Volume 14, Number 8—August 2008
Cutaneous Infrared Thermometry for Detecting Febrile Patients
We assessed the accuracy of cutaneous infrared thermometry, which measures temperature on the forehead, for detecting patients with fever in patients admitted to an emergency department. Although negative predictive value was excellent (0.99), positive predictive value was low (0.10). Therefore, we question mass detection of febrile patients by using this method.
Recent efforts to control spread of epidemic infectious diseases have prompted health officials to develop rapid screening processes to detect febrile patients. Such screening may take place at hospital entry, mainly in the emergency department, or at airports to detect travelers with increased body temperatures (1–3). Infrared thermal imaging devices have been proposed as a noncontact and noninvasive method for detecting fever (4–6). However, few studies have assessed their capacity for accurate detection of febrile patients in clinical settings. Therefore, we undertook a prospective study in an emergency department to assess diagnostic accuracy of infrared thermal imaging.

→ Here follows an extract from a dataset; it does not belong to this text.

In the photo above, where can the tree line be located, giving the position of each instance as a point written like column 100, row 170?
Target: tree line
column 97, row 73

The study was performed in an emergency department of a large academic hospital (1,800 beds) and was reviewed and approved by our institutional review board (Comité de Protection des Personnes se Prêtant à la Recherche Biomédicale Pitié-Salpêtrière, Paris, France). Patients admitted to the emergency department were assessed by a trained triage nurse, and several variables were routinely measured, including tympanic temperature by using an infrared tympanic thermometer (Pro 4000; Welch Allyn, Skaneateles Falls, NY, USA), systolic and diastolic arterial blood pressure, and heart rate.
Tympanic temperature was measured twice (once in the left ear and once in the right ear). This temperature was used as a reference because it is routinely used in our emergency department and is an appropriate estimate of central core temperature (7–9). Cutaneous temperature was measured on the forehead by using an infrared thermometer (Raynger MX; Raytek, Berlin, Germany) (Figure 1). Rationale for an infrared thermometer device instead of a larger thermal scanner was that we wanted to test a method (i.e., measurement of forehead cutaneous temperature by using a simple infrared thermometer) and not a specific device. The forehead region was chosen because it is more reliable than the region behind the eyes (5,10). The latter region may not be appropriate for mass screening because one cannot accurately measure temperature through eyeglasses, which are worn by many persons. Outdoor and indoor temperatures were also recorded.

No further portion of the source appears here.